L’illusion est le sujet et la matière même des BONNES, puisque Claire et Solange vont, contrairement à leurs modèles, les sœurs Papin, échouer à tuer leur maîtresse : elles sont contraintes de jouer le meurtre de Madame et, inversement, d’accomplir réellement le meurtre sur l’une d’entre elles. Il était donc cohérent que la « fausseté » de Madame, seul personnage qui « joue » son rôle social de bourgeoise évaporée, forçant constamment sur l’expression de ses émotions mais ne ment pas sur ses sentiments, contrairement à ses bonnes qui ne jouent pas leur rôle social mais mentent sur leurs sentiments. La féminité de Madame n’existe que sous le regard fasciné des bonnes et va se défaire sous leurs yeux. Elle est la poupée de ses bonnes. L’effet de l’apparition du personnage de Madame est tout d’abord comique, mais le comique se dissipe, puisque la destruction du personnage par lui-même va précéder son meurtre programmé par les bonnes et se substituer à la réalité du meurtre. Jean Genet n’avait évidemment pas pour objectif de représenter, sous forme théâtrale, le meurtre des sœurs Papin, mais d’élaborer un rituel qui construit et déconstruit un fantasme.

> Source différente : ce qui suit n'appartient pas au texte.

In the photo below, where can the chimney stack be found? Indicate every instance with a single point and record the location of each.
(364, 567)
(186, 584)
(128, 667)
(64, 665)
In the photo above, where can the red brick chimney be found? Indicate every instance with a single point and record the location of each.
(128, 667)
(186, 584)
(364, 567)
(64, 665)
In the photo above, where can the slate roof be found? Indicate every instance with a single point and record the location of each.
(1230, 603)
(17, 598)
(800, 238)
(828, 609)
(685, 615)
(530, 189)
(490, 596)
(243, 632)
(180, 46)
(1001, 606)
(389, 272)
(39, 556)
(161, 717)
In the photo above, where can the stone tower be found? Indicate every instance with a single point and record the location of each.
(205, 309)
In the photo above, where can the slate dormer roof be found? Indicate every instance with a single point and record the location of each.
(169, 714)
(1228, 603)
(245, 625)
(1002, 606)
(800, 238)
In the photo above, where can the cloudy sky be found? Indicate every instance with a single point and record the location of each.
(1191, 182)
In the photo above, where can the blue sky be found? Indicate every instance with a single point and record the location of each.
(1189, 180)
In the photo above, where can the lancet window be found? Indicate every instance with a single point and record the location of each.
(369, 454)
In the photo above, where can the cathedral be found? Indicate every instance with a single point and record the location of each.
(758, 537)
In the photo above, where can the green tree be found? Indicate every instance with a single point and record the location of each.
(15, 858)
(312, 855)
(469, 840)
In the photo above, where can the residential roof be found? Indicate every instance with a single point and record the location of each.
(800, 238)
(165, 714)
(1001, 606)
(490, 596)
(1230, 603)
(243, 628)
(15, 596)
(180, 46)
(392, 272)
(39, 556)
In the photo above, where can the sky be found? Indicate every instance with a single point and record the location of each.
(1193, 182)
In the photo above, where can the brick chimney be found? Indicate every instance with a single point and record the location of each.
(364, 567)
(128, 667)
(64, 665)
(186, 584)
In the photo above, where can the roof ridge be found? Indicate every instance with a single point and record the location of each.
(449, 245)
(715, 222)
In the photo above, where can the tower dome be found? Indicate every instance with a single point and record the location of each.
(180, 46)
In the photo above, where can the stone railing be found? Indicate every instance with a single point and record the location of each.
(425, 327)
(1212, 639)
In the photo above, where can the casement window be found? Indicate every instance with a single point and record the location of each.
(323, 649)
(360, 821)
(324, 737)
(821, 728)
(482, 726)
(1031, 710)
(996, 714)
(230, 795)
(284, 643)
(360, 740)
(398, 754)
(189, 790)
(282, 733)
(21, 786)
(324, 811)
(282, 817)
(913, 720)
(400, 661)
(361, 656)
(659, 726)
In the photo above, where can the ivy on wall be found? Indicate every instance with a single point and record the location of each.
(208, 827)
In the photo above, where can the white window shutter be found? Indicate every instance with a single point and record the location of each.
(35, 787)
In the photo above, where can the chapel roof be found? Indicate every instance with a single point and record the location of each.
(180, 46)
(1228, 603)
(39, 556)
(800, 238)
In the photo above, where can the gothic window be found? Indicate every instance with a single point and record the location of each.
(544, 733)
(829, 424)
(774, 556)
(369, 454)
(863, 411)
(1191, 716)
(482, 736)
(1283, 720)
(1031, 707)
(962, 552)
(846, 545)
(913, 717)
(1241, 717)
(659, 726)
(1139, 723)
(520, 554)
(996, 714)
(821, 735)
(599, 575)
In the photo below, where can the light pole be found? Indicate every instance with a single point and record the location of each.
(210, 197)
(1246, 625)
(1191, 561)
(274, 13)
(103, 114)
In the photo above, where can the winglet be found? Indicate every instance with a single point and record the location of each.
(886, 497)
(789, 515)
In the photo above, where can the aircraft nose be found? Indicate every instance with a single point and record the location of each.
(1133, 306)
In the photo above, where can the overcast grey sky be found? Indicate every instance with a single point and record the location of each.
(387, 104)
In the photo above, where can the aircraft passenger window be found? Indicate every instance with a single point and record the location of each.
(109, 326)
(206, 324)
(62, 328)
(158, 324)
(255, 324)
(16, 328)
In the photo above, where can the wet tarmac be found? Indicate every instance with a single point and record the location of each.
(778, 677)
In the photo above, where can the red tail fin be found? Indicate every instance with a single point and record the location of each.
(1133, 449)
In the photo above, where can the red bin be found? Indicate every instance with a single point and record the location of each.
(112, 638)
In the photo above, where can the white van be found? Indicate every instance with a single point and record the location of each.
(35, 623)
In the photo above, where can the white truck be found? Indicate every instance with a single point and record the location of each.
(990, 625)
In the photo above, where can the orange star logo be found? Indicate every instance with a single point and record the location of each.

La raison pour laquelle Alfredo Arias a décidé d’interpréter lui-même le personnage de Madame tient sans doute à des raisons personnelles d’autodérision (il avait, ainsi, interprété tous les partenaires de Marilú Marini dans l’adaptation théâtrale qu’il avait signée des vignettes de LA FEMME ASSISE de Copi, et parmi ces partenaires, le double de la femme assise et sa fille…, mais aussi le poulet, un perroquet, un escargot), et peut-être aussi à sa crainte qu’un autre acteur, sous sa direction, n’assume pas entièrement le passage du comique à la gravité autodestructrice qui est mise en scène dans la décomposition progressive du travestissement, dans son démantèlement. Autour de lui, les deux femmes jouent avec une réserve réaliste qui doit laisser tout l’espace à la féminité inventée du corps travesti.